Il problema della bellezza
di Michele Serra
Volendo (ma anche non volendo) questa qualità — una bellezza quasi unica — che rende secondarie tutte le altre, è una condanna, una restrizione. E certo, dipende anche dal peso che lo sguardo maschile ha sempre avuto nelle cose del mondo.
Ma non può sfuggire ad alcuna, ad alcuno, che la bellezza di Bardot non era solo una condanna: era un potere formidabile, travolgente, impossibile da contenere, domare, possedere. E in quanto sottratto al merito, allo studio, all’intelligenza, era un potere sorgivo, naturale, diciamo immeritato, che annichilisce ogni altro criterio. E mette in difficoltà ogni giudizio.

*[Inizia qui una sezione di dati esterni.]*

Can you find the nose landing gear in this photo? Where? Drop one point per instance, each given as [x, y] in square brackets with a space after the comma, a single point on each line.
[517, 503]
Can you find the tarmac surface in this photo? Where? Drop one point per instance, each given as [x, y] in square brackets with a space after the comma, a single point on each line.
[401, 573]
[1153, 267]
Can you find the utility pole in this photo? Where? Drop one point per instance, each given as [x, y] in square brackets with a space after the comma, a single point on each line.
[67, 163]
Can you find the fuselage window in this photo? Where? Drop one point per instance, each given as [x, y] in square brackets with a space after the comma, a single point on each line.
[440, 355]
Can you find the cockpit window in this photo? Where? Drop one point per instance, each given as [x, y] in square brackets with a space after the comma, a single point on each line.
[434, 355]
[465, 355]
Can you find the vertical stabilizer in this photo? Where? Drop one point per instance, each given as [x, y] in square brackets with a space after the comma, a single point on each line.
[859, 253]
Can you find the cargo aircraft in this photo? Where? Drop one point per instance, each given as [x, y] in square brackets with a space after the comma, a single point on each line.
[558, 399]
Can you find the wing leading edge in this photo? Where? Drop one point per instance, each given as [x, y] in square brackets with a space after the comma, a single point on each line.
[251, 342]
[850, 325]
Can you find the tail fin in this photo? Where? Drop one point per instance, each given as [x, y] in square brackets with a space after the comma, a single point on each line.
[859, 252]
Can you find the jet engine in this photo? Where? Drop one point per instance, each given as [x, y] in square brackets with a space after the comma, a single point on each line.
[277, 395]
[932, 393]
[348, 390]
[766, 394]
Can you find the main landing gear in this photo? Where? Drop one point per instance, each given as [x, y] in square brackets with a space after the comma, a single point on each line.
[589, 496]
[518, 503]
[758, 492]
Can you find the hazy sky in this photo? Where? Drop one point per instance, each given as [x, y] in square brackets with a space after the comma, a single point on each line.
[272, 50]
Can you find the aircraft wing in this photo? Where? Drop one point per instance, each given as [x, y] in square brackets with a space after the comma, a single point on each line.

L’altro grande sex symbol femminile del Novecento, Marilyn Monroe, non resse quel potere, forse lo odiava, forse era troppo intelligente, forse troppo sensibile per accettare che l’eros fosse il solo criterio per eccellere (non per caso, Monroe fu anche una brava attrice).
Bardot era il suo contrario, cavalcò la tigre della sua bellezza con leggerezza, con spavalderia. Diventò simbolo di un dongiovannismo femminile che non poteva non spaventare gli uomini. Chi voglia mai tentare un grande sunto della rivoluzione sessuale del Novecento, non potrà non dedicare un capitolo a Bardot.